More specifically, the way in which e-commerce is a demand driver for industrial space is apparent throughout the subsets of the DFW industrial market. Recent large lease transactions in the furniture e-commerce arena, including Nebraska Furniture Mart’s 1.9 million-square foot combined retail store/distribution center near the Sam Rayburn Tollway and Plano Parkway, reflect a market that continuously adapts to new opportunities. Additionally, 2017 brought large e-commerce-related leasing activity near Alliance and DFW International Airport by UPS. Wayfair leased nearly 900,000 square feet near I-35 and Wintergreen, and Amazon continued to expand its footprint within the DFW market by leasing more than five million square feet of space at six DC/FC properties.

What Are the Implications for Our Clients?

The shift in industrial demand toward distribution and fulfillment centers to support online retailers presents a unique opportunity for both tenants and investor/developers.
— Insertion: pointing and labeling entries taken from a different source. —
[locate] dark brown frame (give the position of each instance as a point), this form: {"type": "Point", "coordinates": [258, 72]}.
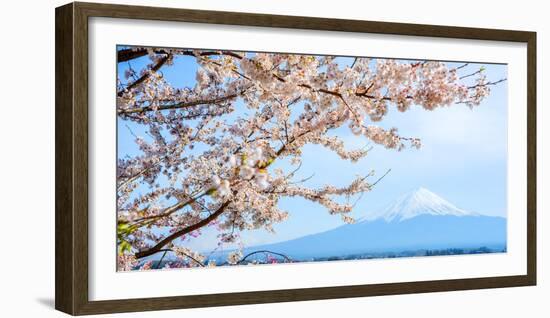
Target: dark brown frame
{"type": "Point", "coordinates": [71, 158]}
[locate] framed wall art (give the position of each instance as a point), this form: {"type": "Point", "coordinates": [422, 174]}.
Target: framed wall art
{"type": "Point", "coordinates": [220, 158]}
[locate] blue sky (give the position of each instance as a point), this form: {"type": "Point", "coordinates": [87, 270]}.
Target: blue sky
{"type": "Point", "coordinates": [462, 159]}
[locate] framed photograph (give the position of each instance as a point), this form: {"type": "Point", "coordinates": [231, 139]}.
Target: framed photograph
{"type": "Point", "coordinates": [219, 158]}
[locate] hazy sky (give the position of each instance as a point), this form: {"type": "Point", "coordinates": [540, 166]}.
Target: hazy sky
{"type": "Point", "coordinates": [462, 159]}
Developers can benefit by the creation of thoughtful and well-located speculative projects because companies are notoriously underestimating the amount of space they will need for e-commerce activities – the market is growing at approximately 10 percent per year, as shown in the adjacent graph.

U.S. RETAIL SPENDING THROUGH E-COMMERCE

U.S. RETAIL SPENDING THROUGH E-COMMERCE *Forecasted spending
Source: Statista, Bureau of Economic Analysis, NKF Research; May 2018

Tenants with e-commerce-based industrial needs may wish to focus their search for space on modern warehouses that have higher parking ratios, higher clear heights, and greater power loads. Older industrial product sometimes can be modernized to service today’s distribution and fulfillment processes, but tenants should be proactive in seeking space that is flexible enough to accommodate further expansion of their activities, given the rate of overall growth in this sector.